Le terreau de la désinformation : précarité et fascination pour le sensationnel
Le quartier de Kariobangi, cité dans la rumeur, est régulièrement associé à la fabrication clandestine d’alcool bon marché. Les trafiquants y exploitent la vulnérabilité des publics populaires, nourrissant la perception qu’un producteur de boissons premium serait fatalement tenté par des coupes budgétaires dangereuses. Or la réalité technico-réglementaire s’avère plus nuancée. Depuis 2010, EABL respecte les normes ISO 22000 et investit, d’après ses rapports annuels, plus de 4 % de son chiffre d’affaires dans la conformité sanitaire.
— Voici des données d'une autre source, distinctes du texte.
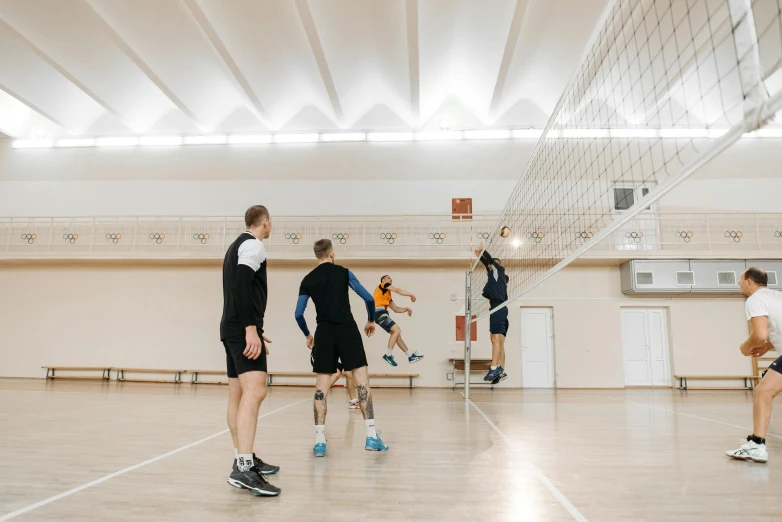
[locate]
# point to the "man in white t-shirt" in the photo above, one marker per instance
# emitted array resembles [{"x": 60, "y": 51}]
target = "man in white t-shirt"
[{"x": 764, "y": 312}]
Mais la dynamique des réseaux sociaux privilégie l’émotion : un visuel percutant, un titre choc, et l’algorithme amplifie le tout, sans égard pour la véracité.
Entre vigilance médiatique et diplomatie économique
Le gouvernement kenyan, par la voix du Cabinet Secretary chargé de l’Industrie, a rappelé « la tolérance zéro vis-à-vis des contenus mensongers susceptibles de nuire au climat des affaires ». De son côté, l’Union africaine réaffirme l’importance de mécanismes de fact-checking indépendants pour préserver l’intégrité des marchés. Dans un contexte continental marqué par des initiatives de souveraineté numérique, l’affaire #EABLExit s’apparente à un stress-test grandeur nature : elle démontre combien la concurrence se joue désormais aussi sur le terrain de la donnée et de la perception. À l’évidence, l’épisode renforce la nécessité pour les opérateurs privés de déployer une veille proactive et pour les régulateurs de calibrer une réponse proportionnée, respectueuse de la liberté d’expression mais ferme face aux manipulations.
Une rumeur révélatrice de défis plus vastes
Au terme de cette analyse, l’on constate que la fermeture fantasmée d’EABL n’est que la partie émergée d’un iceberg informationnel. À l’heure où la transition numérique bouleverse les modes de consommation médiatique, les États et les entreprises doivent conjuguer transparence, rapidité et pédagogie pour immuniser l’opinion publique contre les intox. Le cas kenyan montre que, si la vérité finit par s’imposer, la bataille de la narration se joue souvent dans les toutes premières heures ; celles où la viralité crée sa propre logique. L’enjeu, désormais, est de transformer ces crises en opportunités pour renforcer les protocoles de contrôle, réaffirmer l’exigence de qualité et consolider la confiance, pierre angulaire de toute croissance durable.